We broke into a run. There was insufficient oxygen in our lungs. The pied skies gave way to a looming darkness threatening to engulf us. The howling of fantastical creatures resounded chillingly in the not-so-far distance. Contemplating the plethora of ways in which lives could be lost, I tasted salt on my lips.


“Here, where the land ends and the sea begins.”

The multicoloured hues spread themselves across the blank canvas of the sky as dusk made its graceful descent, akin to a mesmerising waltz that had left us completely captivated. As the glistening surface of the sea cast doubt on the increasingly elusive horizon, we were blissfully unaware of the ominous predicament we had unwittingly placed ourselves in.

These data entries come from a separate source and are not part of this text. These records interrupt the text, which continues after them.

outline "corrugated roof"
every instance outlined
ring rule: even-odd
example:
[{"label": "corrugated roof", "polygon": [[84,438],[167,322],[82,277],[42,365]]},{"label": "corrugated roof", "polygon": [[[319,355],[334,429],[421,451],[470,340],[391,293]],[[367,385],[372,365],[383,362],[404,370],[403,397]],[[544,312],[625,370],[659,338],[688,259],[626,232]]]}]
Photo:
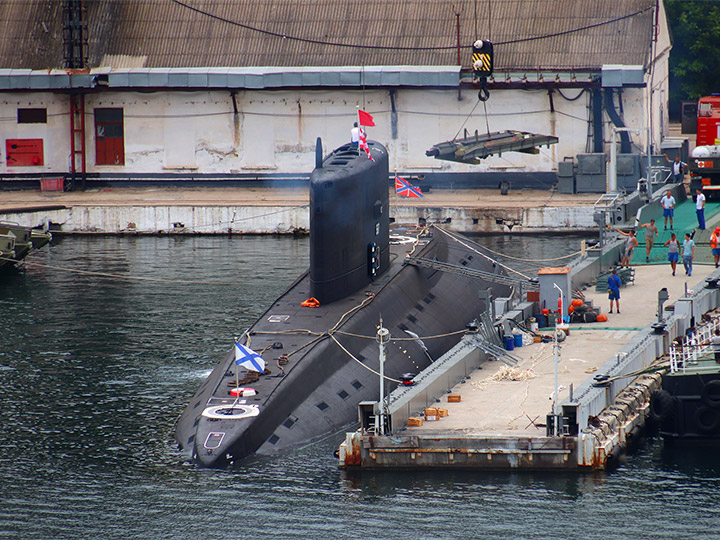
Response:
[{"label": "corrugated roof", "polygon": [[[62,67],[60,5],[0,0],[0,67]],[[469,67],[475,39],[490,39],[496,43],[495,69],[502,71],[645,65],[655,0],[85,0],[84,5],[90,67],[127,57],[146,57],[144,67],[454,65],[459,20],[461,62]]]}]

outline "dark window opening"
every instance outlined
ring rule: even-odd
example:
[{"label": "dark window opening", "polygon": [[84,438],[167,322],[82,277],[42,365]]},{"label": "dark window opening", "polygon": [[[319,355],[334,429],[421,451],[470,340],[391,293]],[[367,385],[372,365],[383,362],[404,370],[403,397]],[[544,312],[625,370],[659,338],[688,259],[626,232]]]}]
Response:
[{"label": "dark window opening", "polygon": [[95,109],[95,163],[125,165],[122,109]]},{"label": "dark window opening", "polygon": [[18,124],[47,124],[47,109],[18,109]]}]

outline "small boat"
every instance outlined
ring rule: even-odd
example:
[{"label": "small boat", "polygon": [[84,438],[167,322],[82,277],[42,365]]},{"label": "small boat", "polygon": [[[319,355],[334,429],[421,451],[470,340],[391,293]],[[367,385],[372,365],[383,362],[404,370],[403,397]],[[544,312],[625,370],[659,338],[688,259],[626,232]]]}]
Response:
[{"label": "small boat", "polygon": [[0,222],[0,268],[22,261],[33,250],[52,240],[48,231],[23,227],[16,223]]},{"label": "small boat", "polygon": [[666,442],[720,442],[720,353],[714,320],[676,339],[662,389],[650,397],[650,418]]},{"label": "small boat", "polygon": [[0,268],[15,260],[15,235],[0,233]]}]

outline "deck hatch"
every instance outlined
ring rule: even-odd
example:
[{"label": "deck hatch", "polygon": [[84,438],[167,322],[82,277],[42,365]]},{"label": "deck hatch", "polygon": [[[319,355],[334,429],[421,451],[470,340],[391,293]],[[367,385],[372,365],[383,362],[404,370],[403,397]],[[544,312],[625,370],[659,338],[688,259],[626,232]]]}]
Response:
[{"label": "deck hatch", "polygon": [[224,431],[211,431],[208,433],[207,438],[203,446],[208,450],[213,450],[222,444],[222,440],[225,438]]}]

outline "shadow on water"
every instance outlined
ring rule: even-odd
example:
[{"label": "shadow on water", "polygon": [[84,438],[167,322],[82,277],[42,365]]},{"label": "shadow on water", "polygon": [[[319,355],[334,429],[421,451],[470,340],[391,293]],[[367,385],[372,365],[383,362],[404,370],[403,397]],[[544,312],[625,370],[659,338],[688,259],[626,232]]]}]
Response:
[{"label": "shadow on water", "polygon": [[[476,241],[533,259],[579,243],[489,238]],[[606,540],[717,528],[712,457],[659,441],[608,475],[341,471],[342,435],[230,470],[186,463],[175,420],[233,336],[306,269],[307,250],[306,238],[68,238],[33,255],[42,266],[0,278],[0,538]]]}]

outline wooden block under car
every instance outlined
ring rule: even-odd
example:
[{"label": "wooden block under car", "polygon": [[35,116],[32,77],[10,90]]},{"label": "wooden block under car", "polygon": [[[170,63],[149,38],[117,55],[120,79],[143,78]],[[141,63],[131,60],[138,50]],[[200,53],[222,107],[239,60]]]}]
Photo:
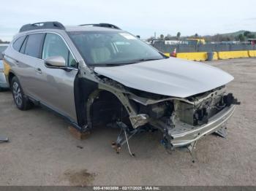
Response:
[{"label": "wooden block under car", "polygon": [[73,135],[76,139],[80,140],[83,140],[87,139],[88,136],[91,134],[91,132],[89,130],[87,130],[86,132],[81,132],[79,130],[72,126],[69,126],[69,130],[72,135]]}]

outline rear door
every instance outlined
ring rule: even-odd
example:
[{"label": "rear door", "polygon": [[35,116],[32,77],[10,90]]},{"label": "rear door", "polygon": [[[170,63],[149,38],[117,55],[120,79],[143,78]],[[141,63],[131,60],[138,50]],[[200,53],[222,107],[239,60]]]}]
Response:
[{"label": "rear door", "polygon": [[[19,52],[15,55],[12,69],[18,76],[26,95],[35,96],[35,85],[32,80],[34,76],[34,66],[40,62],[42,40],[45,34],[33,34],[23,36],[14,42],[12,47]],[[20,42],[19,42],[20,41]],[[18,46],[19,43],[21,47]]]},{"label": "rear door", "polygon": [[[46,67],[44,59],[52,56],[62,56],[67,66],[71,69]],[[47,33],[42,46],[41,58],[37,62],[32,79],[34,95],[43,104],[76,122],[74,81],[78,70],[64,39],[59,34]]]}]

It was 19:30. We had been waiting at the bus stop for over half an hour, with only our shadows for company. With no sign of any vehicle appearing at the bend of the long, meandering road which had earlier brought us here, we scrutinised the bus schedule once again, hoping it could lend us clues on how we could get back to Sintra to catch the last train bound for Lisbon.

16:10 17:10 18:10 19:10*

Despite none of us having any knowledge of Portuguese, we were certain of our ability to read bus schedules. There it was, the time at which the last bus was supposed to depart: 19:10. Suddenly, as though powers of invisible ink had faded away, a glaring asterisk symbol leered at me. My heart instantly sank. We were waiting for a bus that would never arrive.

Fear hastily took over, as beauty resigned to the backseat, in the vehicle of surrealism on this frigid night. Here we were, completely stranded, in the westernmost point of the continent. Knowing no other alternative, we followed the winding road that promised a way out of this cul-de-sac. Our darkened silhouettes skimmed the surface of the tar. The sky seemed eager to compete with us; darker and darker it grew, in tandem with our quickening pace.

Turning with a curve in the road, we were momentarily blinded by a pair of shining headlights. Instinctively, we stretched out our arms with thumbs extended upwards. A grim countenance at the window agreed to take us to Sintra, and we climbed tentatively on board. An hour of zipping through dark alleyways and recurring thoughts of human trafficking later, we, quite incredulously, arrived safely at the Sintra train station.

Closing the car door, I repeatedly thanked our mysterious driver for turning what I had thought to be the worst journey of my life into a heart-palpitating adventure, and allowing me to live to tell the tale unscathed.